SEO – Content Gap Analysis on Massive Sites

|

Let’s do some SEO. ?️‍♂️

Recently we were requested to provide a content gap analysis for a website containing over 1.8 million indexed pages in Google.

I know what you’re thinking.

Holy SH*T.

Try exporting keyword rankings, top URLs, parent topics, etc. out of Ahrefs with an Agency plan.

Good luck.

That wasn’t going to work.

In the enterprise field, simple requests like…

“Would you provide a content gap?  We’re out of ideas.”

Turns into hours of rabbit-holing through different scenarios.

Check out this sweet diagram I made for visual reference.

Because of this, we’re constantly testing new variables, strategies, techniques, and variations of our current processes.

Things become… ridiculously efficient.

It’s a beautiful thing, my heart flutters just thinking about it which is why I wanted to share this with you all.

Enterprise-Level Difficulties

The number one issues you’re going to face in an enterprise-level environment is the large scale of difficulty in data interpretation.

Some things won’t necessarily be difficult as a concept, like a simple content-gap analysis.

For a 1,000 page blog, I could simply open Ahrefs, plug in some competing domains, and run the content gap there.

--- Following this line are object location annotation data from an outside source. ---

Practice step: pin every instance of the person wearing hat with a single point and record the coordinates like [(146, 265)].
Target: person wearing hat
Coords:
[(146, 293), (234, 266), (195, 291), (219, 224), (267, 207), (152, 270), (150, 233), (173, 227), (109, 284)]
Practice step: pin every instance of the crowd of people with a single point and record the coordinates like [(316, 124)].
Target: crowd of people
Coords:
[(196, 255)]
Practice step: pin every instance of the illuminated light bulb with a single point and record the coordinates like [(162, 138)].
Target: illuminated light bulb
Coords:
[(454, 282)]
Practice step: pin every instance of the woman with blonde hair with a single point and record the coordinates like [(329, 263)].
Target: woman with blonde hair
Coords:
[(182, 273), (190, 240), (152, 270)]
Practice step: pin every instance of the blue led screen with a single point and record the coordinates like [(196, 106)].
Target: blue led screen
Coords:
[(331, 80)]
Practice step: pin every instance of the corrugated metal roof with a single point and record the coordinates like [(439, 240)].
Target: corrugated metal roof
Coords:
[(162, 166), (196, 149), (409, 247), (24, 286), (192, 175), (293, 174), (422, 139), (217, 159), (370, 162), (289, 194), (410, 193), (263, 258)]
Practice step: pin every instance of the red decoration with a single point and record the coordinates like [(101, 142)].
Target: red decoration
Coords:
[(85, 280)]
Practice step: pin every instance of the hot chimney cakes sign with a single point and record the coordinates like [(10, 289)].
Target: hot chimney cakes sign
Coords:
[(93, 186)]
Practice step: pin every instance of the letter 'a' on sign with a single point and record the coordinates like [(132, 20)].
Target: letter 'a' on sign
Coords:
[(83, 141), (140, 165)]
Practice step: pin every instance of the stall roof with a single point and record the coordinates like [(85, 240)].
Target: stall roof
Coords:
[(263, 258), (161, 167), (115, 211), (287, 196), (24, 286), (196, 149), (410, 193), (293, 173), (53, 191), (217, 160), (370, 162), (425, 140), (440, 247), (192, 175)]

Ahrefs would tell me everything that these competitors are ranking for that my clients site isn’t.

Done.

It would take me 15-20 minutes tops, but that doesn’t always work.

We’re going run into issues like search intent, where many of the recommended keywords Google just isn’t associating with topics we’ve already covered.

Even IF we’ve already covered the topics in another similar topic.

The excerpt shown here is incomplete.